The amount of lather your soap produces is directly related to the types and balance of oils you use in your soap recipe. Different oils give different amounts and different types of lathers. To add more of a bubbly lather to some oils that may not lather up as much, many soap makers add a bit of sugar to their soap recipe to help increase the lather. Adding sugar can help make a light, bubbly lather with large bubbles. There are three ways to augment your recipe and can add sugar to the process of soap making.
Add to the Water Before the Lye
When making your lye-water solution, add the sugar to your water before you add your lye to the water. Make sure it is completely dissolved before adding the lye. If your soap recipe calls for salt, this might be a good time to add salt to the water, too. As for the ratio of sugar-to-water, you want 1/2 to 1 teaspoon of sugar per pound (16 ounces) of oils.

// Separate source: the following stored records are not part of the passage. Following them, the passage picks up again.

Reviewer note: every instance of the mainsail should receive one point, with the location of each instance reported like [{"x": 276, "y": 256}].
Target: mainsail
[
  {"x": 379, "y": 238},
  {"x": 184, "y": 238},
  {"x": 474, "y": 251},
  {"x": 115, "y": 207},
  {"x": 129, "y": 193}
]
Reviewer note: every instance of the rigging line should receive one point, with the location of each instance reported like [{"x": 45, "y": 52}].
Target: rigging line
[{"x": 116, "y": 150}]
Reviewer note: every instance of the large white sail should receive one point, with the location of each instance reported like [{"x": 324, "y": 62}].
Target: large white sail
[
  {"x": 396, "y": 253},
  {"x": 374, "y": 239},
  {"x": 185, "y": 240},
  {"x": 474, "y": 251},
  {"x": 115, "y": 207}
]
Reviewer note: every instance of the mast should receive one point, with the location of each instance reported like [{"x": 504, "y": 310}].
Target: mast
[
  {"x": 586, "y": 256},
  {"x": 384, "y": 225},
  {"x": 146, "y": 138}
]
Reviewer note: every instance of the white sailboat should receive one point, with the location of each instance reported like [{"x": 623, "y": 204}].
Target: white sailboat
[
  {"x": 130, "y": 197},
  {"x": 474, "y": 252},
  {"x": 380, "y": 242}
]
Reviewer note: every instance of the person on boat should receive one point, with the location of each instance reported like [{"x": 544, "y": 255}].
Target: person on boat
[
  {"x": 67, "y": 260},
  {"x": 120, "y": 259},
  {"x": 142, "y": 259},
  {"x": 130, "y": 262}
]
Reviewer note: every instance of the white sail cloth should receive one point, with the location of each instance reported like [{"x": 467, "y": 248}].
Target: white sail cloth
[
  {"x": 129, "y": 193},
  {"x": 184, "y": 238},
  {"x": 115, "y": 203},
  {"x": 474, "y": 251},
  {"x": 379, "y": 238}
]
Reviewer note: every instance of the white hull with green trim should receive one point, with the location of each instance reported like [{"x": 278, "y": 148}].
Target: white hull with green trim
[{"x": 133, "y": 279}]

For example, if you are using 32 ounces of oils, then add 1 to 2 teaspoons of sugar. If you are using 48 ounces of oils, then add 1 1/2 to 3 teaspoons of sugar, and so on.
This is the easiest method, though sometimes the heat of the lye solution will begin to caramelize the sugar a bit and turn the sugar water a bit of a beige color. It will not be quite like the orange color you get with goat's milk soap, but the sugary solution turns that color for the same reason. This is just an aesthetic consideration. It does not affect the constitution of the soap at all.
Add to the Lye Solution
Take a bit (just a few ounces) of the water you have weighed to make your lye solution and add 1/2 to 1 teaspoon of sugar per pound of oils you are using to the water. Use the same ratio as the first method. Stir until it is completely dissolved. Sometimes it helps to warm the water first. Add this sugar-water solution in at trace with your other additives, but before your fragrance oil.
Add to the Soap Mixture at Trace
Make a “simple syrup” solution of water and sugar ahead of time by taking two cups of sugar and one cup of water and slowly heat it on the stove. Stir it gently until all of the sugar has dissolved. Let it cool and pour it into a bottle that you use when you are making soap. Add 1/2 to 1 teaspoon of the syrup per pound of oils you are using (same ratio as the other two methods) to your soap mixture at trace with your other additives, but before you add your fragrance oil.
Some people have noticed that adding sugar to their soap makes it heat up, and speeds the saponification process to the gel stage. The same thing happens when milk is added. The sugars in the milk are jump-starting the gel process. Just be careful if you are adding sugar and adding milk, your soap can get quite hot.